Let's call this region a Range region.

Since the features also have a spatial extent, a Spatial region can also be defined using rectangular boxes:

  • the coordinates of the top-left corner of the region
  • the coordinates of the lower-right corner of the region

The features "inside" this region can be defined as the features intersecting the rectangular box. The only difference is that a geometry can be inside several disjointed regions.

These two types of region are streaming compatible. But there could be more ways to partition the set of geometries (by geometric shape, by field value,...). It raises the question : what is the best implementation for theses regions? Obviously, we will need a common interface for these different types of region. I can think of two implementations:

  • A tagged-union: we create a single class that has several modes (Range/Spatial/...). All the functions using this region class will have switch/case sections to handle the different modes. In this case, the region class is not template, it can be added as member of GeometriesSet. This is the solution used in the prototype here.
  • A base class + N deriving classes for each type of region: in this case, we have to define virtual methods that will be overriden to adapt the behavior of each type of region. With this solution, the storage in GeometriesSet is less straightforward: either store a pointer to the base class, or use a template for the region type (GeometriesSet would become GeometriesSet<class TRegion>).

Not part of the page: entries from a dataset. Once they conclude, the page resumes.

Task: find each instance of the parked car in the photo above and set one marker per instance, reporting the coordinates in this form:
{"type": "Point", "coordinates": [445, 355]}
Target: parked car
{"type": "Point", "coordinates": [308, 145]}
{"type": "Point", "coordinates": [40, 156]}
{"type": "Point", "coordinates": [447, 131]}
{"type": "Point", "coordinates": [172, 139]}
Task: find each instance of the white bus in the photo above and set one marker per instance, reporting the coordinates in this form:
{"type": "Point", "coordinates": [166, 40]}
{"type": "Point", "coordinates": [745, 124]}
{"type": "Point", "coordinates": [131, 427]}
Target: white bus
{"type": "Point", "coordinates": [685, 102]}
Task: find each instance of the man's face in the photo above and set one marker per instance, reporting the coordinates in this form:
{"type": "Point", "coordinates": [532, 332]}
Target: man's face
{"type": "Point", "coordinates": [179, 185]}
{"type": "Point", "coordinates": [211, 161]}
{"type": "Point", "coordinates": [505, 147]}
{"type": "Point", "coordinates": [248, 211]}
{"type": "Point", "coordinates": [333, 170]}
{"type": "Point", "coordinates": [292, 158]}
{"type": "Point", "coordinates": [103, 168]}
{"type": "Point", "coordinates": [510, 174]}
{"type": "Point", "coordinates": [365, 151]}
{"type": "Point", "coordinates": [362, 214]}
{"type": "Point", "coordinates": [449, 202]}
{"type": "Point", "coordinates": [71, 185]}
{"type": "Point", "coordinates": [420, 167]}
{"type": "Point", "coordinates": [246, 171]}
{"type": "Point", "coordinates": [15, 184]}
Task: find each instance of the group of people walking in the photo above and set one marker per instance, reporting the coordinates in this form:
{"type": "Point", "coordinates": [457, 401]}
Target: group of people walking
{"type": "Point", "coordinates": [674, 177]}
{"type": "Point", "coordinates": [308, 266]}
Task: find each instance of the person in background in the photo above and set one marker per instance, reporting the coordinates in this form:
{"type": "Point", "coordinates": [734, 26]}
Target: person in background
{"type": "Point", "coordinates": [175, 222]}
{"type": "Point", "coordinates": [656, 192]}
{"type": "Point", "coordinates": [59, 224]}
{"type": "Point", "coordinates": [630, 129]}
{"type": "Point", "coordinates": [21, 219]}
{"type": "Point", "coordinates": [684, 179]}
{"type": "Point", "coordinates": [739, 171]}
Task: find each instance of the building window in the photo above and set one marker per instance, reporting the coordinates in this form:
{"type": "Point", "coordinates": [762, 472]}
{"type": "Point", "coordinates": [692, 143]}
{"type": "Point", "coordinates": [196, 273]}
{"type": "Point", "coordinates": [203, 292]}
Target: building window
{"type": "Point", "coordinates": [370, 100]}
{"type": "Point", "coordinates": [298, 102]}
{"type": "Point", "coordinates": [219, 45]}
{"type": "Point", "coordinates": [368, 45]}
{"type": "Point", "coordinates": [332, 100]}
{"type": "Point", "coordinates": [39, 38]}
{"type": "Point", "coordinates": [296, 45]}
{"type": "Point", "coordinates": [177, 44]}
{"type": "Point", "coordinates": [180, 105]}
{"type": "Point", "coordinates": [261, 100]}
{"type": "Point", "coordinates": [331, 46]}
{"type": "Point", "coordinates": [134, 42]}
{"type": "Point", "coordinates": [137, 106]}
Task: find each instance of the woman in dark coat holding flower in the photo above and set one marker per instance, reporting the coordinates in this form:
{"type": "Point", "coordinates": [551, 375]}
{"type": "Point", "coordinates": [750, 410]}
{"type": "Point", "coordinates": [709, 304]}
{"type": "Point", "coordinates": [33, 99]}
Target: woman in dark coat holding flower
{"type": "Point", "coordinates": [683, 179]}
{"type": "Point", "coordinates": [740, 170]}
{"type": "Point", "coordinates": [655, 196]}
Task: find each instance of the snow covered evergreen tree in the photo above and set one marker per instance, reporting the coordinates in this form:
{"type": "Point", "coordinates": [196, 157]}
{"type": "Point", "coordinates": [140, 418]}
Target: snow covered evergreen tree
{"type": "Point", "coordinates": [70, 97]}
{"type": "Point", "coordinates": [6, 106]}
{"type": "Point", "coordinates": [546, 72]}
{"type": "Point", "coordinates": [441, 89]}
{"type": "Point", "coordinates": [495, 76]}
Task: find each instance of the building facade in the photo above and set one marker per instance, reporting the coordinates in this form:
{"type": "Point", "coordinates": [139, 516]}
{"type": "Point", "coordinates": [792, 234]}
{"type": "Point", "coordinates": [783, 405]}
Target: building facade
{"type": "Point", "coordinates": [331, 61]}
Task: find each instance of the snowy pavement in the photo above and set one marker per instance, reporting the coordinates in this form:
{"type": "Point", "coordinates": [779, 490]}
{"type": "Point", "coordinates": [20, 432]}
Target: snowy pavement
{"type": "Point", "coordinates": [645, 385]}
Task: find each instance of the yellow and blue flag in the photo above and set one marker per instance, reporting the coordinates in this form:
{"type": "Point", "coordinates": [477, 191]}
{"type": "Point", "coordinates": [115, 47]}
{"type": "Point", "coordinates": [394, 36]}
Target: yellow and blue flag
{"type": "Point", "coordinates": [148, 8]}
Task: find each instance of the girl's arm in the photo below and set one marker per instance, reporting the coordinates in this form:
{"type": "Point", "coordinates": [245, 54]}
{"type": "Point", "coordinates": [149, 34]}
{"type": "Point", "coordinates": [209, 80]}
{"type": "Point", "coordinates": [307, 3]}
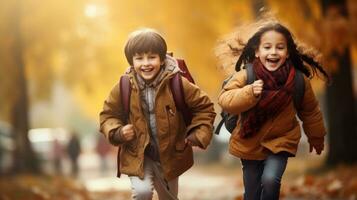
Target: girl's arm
{"type": "Point", "coordinates": [311, 116]}
{"type": "Point", "coordinates": [237, 97]}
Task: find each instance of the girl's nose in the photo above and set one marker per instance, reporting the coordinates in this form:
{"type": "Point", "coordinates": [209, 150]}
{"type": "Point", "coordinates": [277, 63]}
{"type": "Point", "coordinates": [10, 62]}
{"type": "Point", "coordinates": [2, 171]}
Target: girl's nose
{"type": "Point", "coordinates": [145, 61]}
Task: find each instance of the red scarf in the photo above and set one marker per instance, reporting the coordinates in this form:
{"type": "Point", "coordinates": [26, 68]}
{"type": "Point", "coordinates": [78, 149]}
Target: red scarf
{"type": "Point", "coordinates": [276, 95]}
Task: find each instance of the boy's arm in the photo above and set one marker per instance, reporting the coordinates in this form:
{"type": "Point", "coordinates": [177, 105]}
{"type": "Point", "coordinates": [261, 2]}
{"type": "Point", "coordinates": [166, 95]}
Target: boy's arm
{"type": "Point", "coordinates": [311, 116]}
{"type": "Point", "coordinates": [201, 127]}
{"type": "Point", "coordinates": [112, 117]}
{"type": "Point", "coordinates": [237, 97]}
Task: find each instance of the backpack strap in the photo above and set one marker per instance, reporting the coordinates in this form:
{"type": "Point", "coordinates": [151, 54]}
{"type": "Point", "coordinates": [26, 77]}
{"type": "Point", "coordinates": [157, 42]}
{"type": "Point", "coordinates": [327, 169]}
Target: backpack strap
{"type": "Point", "coordinates": [299, 89]}
{"type": "Point", "coordinates": [125, 92]}
{"type": "Point", "coordinates": [179, 97]}
{"type": "Point", "coordinates": [184, 70]}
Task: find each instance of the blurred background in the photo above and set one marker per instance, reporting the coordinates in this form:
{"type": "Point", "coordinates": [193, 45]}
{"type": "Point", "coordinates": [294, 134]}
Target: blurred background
{"type": "Point", "coordinates": [59, 60]}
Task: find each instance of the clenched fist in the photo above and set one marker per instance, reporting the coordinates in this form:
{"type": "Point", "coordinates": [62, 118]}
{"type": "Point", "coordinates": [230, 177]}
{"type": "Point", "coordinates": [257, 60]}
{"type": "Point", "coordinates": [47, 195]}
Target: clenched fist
{"type": "Point", "coordinates": [127, 133]}
{"type": "Point", "coordinates": [257, 87]}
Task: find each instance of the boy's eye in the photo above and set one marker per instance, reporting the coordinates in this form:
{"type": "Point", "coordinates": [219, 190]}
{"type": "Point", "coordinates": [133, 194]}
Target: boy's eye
{"type": "Point", "coordinates": [281, 47]}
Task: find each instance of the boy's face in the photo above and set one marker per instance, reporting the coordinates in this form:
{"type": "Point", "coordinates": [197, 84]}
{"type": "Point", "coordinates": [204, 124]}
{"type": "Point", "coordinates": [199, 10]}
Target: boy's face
{"type": "Point", "coordinates": [272, 50]}
{"type": "Point", "coordinates": [147, 65]}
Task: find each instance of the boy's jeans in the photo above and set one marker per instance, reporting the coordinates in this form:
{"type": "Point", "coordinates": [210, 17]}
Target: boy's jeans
{"type": "Point", "coordinates": [262, 178]}
{"type": "Point", "coordinates": [142, 189]}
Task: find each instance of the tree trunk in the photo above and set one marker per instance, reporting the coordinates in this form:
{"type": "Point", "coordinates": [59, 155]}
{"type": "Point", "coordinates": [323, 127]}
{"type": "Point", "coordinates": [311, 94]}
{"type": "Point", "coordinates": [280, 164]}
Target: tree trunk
{"type": "Point", "coordinates": [340, 105]}
{"type": "Point", "coordinates": [24, 157]}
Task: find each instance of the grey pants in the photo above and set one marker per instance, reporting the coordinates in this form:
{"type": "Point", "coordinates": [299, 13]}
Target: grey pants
{"type": "Point", "coordinates": [142, 189]}
{"type": "Point", "coordinates": [262, 178]}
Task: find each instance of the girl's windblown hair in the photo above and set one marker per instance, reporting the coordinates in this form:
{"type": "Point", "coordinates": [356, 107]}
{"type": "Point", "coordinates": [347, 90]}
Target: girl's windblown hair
{"type": "Point", "coordinates": [233, 52]}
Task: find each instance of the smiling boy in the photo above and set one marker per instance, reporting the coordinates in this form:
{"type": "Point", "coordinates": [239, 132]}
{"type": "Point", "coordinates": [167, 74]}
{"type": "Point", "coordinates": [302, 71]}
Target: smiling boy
{"type": "Point", "coordinates": [156, 145]}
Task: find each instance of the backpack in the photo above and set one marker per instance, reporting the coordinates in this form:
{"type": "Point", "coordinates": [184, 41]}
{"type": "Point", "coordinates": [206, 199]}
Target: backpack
{"type": "Point", "coordinates": [230, 120]}
{"type": "Point", "coordinates": [175, 86]}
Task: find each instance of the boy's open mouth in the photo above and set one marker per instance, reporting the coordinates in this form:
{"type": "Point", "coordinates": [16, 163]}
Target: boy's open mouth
{"type": "Point", "coordinates": [146, 69]}
{"type": "Point", "coordinates": [273, 60]}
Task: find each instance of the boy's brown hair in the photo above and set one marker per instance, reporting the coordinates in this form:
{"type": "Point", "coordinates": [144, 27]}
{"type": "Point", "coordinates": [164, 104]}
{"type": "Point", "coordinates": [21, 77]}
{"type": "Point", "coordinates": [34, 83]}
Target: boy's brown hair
{"type": "Point", "coordinates": [144, 41]}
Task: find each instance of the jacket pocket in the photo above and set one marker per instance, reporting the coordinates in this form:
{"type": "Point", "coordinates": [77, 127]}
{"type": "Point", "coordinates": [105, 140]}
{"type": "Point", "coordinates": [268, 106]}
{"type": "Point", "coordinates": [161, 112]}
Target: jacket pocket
{"type": "Point", "coordinates": [131, 147]}
{"type": "Point", "coordinates": [180, 145]}
{"type": "Point", "coordinates": [177, 139]}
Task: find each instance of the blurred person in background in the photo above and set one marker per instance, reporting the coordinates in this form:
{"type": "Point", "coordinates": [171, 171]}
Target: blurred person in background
{"type": "Point", "coordinates": [73, 151]}
{"type": "Point", "coordinates": [57, 156]}
{"type": "Point", "coordinates": [103, 149]}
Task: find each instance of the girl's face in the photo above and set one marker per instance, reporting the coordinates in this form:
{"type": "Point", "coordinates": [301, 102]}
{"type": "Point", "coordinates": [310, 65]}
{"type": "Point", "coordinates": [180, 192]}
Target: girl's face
{"type": "Point", "coordinates": [147, 65]}
{"type": "Point", "coordinates": [272, 50]}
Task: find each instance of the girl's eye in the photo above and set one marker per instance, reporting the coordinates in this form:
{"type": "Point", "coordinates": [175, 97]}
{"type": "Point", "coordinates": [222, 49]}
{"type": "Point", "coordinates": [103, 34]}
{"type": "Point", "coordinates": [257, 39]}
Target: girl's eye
{"type": "Point", "coordinates": [281, 47]}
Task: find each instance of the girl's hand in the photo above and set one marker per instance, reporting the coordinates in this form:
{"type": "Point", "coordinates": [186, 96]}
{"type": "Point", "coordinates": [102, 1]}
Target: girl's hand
{"type": "Point", "coordinates": [127, 133]}
{"type": "Point", "coordinates": [257, 87]}
{"type": "Point", "coordinates": [318, 148]}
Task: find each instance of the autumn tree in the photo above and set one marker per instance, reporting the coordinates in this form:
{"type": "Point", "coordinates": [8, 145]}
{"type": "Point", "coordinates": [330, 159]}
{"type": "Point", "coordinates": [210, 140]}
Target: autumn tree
{"type": "Point", "coordinates": [341, 120]}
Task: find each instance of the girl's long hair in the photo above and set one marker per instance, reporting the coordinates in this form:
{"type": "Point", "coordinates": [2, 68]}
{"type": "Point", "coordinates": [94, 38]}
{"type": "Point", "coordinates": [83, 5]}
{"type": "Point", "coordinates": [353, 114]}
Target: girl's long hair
{"type": "Point", "coordinates": [302, 61]}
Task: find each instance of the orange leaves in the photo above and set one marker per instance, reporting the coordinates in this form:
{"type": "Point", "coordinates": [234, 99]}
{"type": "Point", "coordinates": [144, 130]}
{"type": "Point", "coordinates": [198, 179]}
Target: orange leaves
{"type": "Point", "coordinates": [340, 183]}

As the 2 region types proposed (range & spatial) should be compatible for most of the use cases, I would go with the first solution.

Common filter for geometries

The OGRDataSource are different from images because they don't have Reader/Writer classes. When an OGRDataSource is created on a file, it is actually a Reader/Writer itself. When created without a file, it is a DataObject in-memory. It means that the wrapper class otb::GeometriesSet will have to do the job of reader and writer. The future pipeline will look like this:

                 +---------+                    +---------+
GeometriesSet1-->| Filter1 |-->GeometriesSet2-->| Filter2 |-->GeometriesSet3
                 +---------+                    +---------+

In this example:

  • GeometriesSet1 ("the reader") will have to find what is the largest region. It can be detected as a "reader" because it has no m_Source.
  • GeometriesSet2 is an in-memory dataset.
  • GeometriesSet3 ("the writer") will be in charge of the streaming execution: split the largest region, propagate each block and call UpdateOutputData()

The base class to derive the filters can be otb::GeometriesToGeometriesFilter. This class contains helper functions to explore the geometries in a otb::GeometriesSet. They use the available iterators over a Layer (with begin() and end()). In order to process a subset of the dataset, we may need different iterators. I can see 2 options:

  • Create a new iterator that will take a RangeRegion as parameter. Then we may have to adapt existing code in otb::GeometriesToGeometriesFilter.
  • Use a strategy similar to the otb::ogr::Layer::SetSpatialFilter() : when the spatial filter is set on a Layer, only the Features in that filter are accessible through begin()/end() standard iterators. We could define a SetRangeFilter() in the class Layer, so that begin()/end() will only run through the desired range. It would make the handling of requested regions transparent to the filter, and the behavior would be the same with SpatialRegions.

My preference goes to the second option.

To test and validate the pipeline, there is also a kind of "UnaryFunctorImageFunctor" for geometries : otb::DefaultGeometriesToGeometriesFilter.

There isn't a lot to implement in the filter base class:

Integration into existing pipelines

One side target would be to integrate this framework into existing pipelines, such as:

  • the sampling framework: which already uses streaming using a support image and spatial regions. This is difficult because the pipeline is a mix of images and vectors.
  • the segmentation framework

This streaming framework could also allow a better implementation of rasterization/vectorization applications.

When will those changes be available (target release or date)?

Probably not before release 6.4.

Who will be developing the proposed changes?

Community

Comments

List here important comments (possibly links) received.

Support

List here community members that support this RFComments.

Corresponding Requests for Changes

No request for change yet.